Quem também comentou sobre a ansiedade pelos resultados foi Gustavo Romero, coordenador do estudo e pesquisador do Núcleo de Medicina Tropical da UnB. “É prematuro fazer previsões sobre a disponibilidade da vacina para a população. Isso depende, também, de outras etapas, que não estão na alçada do HUB e da UnB. O que podemos dizer é que, sem os resultados do estudo, é cedo para estimar um prazo de quando o produto ficará pronto. O compromisso que assumimos é de fazer o trabalho o mais rápido possível”, explicou Gustavo.

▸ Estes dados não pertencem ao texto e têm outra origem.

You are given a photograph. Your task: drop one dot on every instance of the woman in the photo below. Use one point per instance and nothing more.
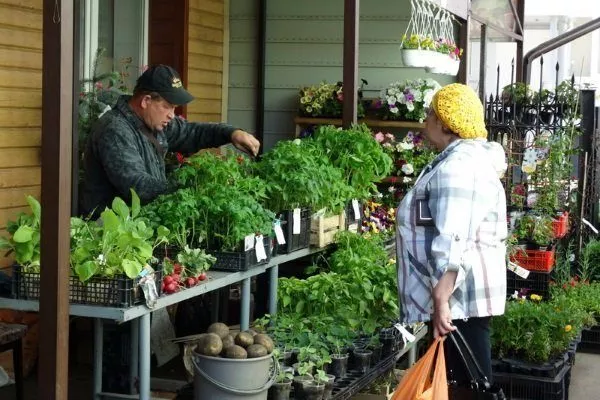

A segunda voluntária a ser atendida pela equipe foi a enfermeira Mariana Rodrigues da Silva, 29. “Estou me sentindo bem, só com uma dor no braço da injeção, o que é normal em vacinações. Agora, vou detalhar os próximos dias em um diário de bordo entregue pelos médicos, relatando, nele, o que sinto, e volto após duas semanas para a segunda dose”, detalhou. Mariana pediu mais conscientização da população, até que se tenha uma medicação comprovada cientificamente contra o coronavírus. “A gente espera que as pessoas percebam a importância do isolamento. Porque todo mundo, hoje, tem um conhecido, um amigo ou até familiar que morreu por causa da doença. Eu mesmo perdi amigos para a covid-19”, lembrou Mariana.

Os voluntários da tarde começaram a deixar o HUB no começo da noite. Larissa Bragança, 33, é médica na mesma unidade de saúde e sugeriu mais investimentos na ciência. “Estamos em um momento em que é preciso valorizar mais profissionais de saúde, pesquisadores e pesquisas. Estou na linha de frente do combate e nunca tinha visto algo assim. É urgente conseguir uma vacina”, alertou. Durante atuação na UTI, ela sente-se impotente diante do perigo do coronavírus. “Vem marcando ver pacientes que morrem e a família não pode nem se despedir. Nas UTIs, a taxa de letalidade é alta, está, em média, em 40%. Então, o que a gente puder fazer para mudar isso, vai fazer”, reforçou.